Miranda: you should try it! It's a healthier species than plain white wheat.
Simply Life: thanks!
Mardi: yep, the combination of flavors is awesome.
Jessie: thanks!
Joan: you're absolutely right!
Diana: I've heard about the Nourishing Traditions book, maybe I should consider to buy it. Regarding bread baking books, I advise you to buy "The bread baker's apprentice" by Peter Reinhart or "Crumb" by Richard Bertinet. And as for the Spaniards eating bread... well, the general quality of Spanish bread is steadily going down... but that would fill another post.
Rachel: they were ancient... but no fools! ;-)
Tania: thanks!
Sophie: I love spelt too and according to some sources, it's a lot healthier than normal white wheat.

Olive September 29, 2009 at 9:54 PM  

I first heard of spelt on the daring cooks challenge.. I have never used it in baking or cooking but would love to try if I ever get my hands on it. BTW, your pizza looks yummy, I could eat the whole thing by myself..

Shwetha October 1, 2009 at 6:00 AM  

Beautiful rustic looking pizza. Thanks for the sharing this recipe. And a very interesting post too.
If I can't find spelt. What can I use instead?

Susan/Wild Yeast October 2, 2009 at 3:33 AM  

It looks like those professors definitely knew how to party. What a delicious combination of ingredients!

Miriam October 2, 2009 at 3:42 PM  

Olive: thanks!
Shwetha: of course you can substitute plain bread flour, only the pizza won't be so "ancient" :-)
Susan: sure they did! ;-)

Mimi October 2, 2009 at 6:55 PM  

We just went to a greek restaurant that offers an appetizer of fresh feta cheese drizzled in honey and sesame seeds!

These flat breads look awesome! thank you for converting them to sourdough (now I don't have to do the work! :0) )

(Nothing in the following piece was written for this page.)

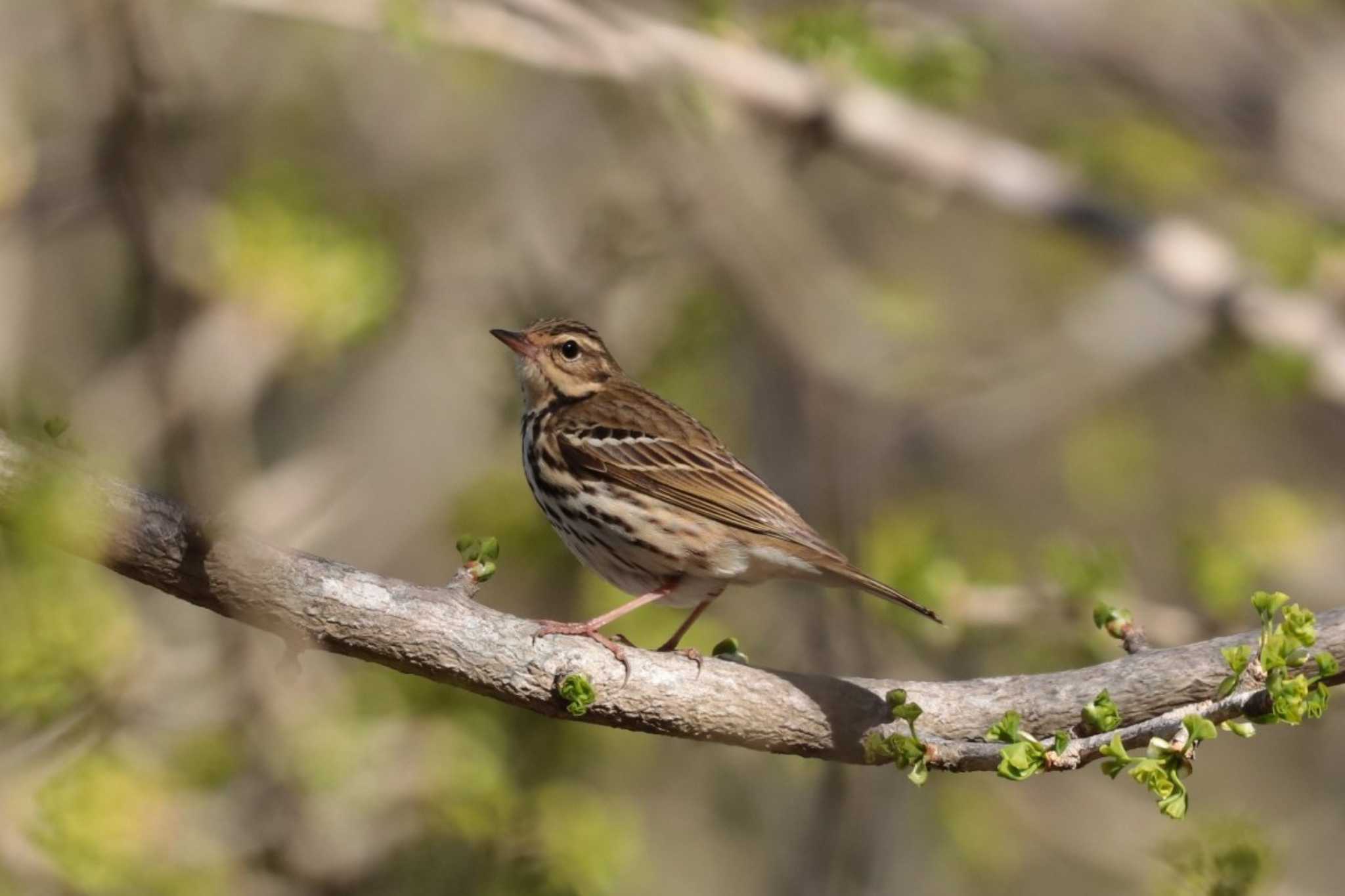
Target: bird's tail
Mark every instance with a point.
(850, 575)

Miriam October 4, 2009 at 11:31 AM  

Mimi: you see, that's what I like about Greek food, that it still uses the same ingredients... if they work, I should you change them?

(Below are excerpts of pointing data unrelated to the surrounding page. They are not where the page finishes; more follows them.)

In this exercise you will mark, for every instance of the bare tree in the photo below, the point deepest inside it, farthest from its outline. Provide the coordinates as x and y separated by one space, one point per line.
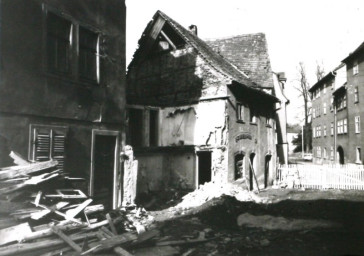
303 86
320 71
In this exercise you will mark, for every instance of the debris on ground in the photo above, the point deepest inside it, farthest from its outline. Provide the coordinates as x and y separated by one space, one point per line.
280 223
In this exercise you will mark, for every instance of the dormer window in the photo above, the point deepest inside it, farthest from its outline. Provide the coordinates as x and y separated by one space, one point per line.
355 68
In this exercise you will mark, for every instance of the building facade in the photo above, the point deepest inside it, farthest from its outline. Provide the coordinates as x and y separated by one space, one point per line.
193 116
62 87
336 112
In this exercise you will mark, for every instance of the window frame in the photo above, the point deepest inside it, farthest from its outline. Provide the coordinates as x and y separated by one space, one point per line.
357 124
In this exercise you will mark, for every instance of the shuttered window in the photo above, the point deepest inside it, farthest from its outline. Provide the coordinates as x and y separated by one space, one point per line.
48 143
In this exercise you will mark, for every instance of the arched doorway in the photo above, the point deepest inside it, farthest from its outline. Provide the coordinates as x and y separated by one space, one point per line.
251 170
239 166
266 170
340 155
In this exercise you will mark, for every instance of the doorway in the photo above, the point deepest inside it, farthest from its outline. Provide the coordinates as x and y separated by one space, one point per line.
239 167
266 170
204 167
104 166
251 170
340 154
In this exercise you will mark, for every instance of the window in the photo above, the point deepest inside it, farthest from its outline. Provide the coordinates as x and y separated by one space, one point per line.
314 132
135 117
240 112
325 153
268 121
59 33
358 156
355 68
339 127
48 142
345 125
88 54
356 94
153 127
324 130
357 124
253 118
318 151
325 108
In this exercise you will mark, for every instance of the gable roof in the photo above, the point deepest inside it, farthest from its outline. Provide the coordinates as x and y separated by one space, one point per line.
354 53
249 53
328 76
214 59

TheRamblingEpicure October 6, 2009 at 10:52 AM  

This is a fascinating recipe for food history buffs, plus the use of spelt makes it healthier. A must on my list of recipes to try.

Miriam October 6, 2009 at 10:01 PM  

Epicure, I'm sure you'll like it!

Anonymous December 11, 2009 at 2:18 AM  

I loved your sourdough pizza recipe!!1 AWesome dough - this is now my favorite! Thank you!!!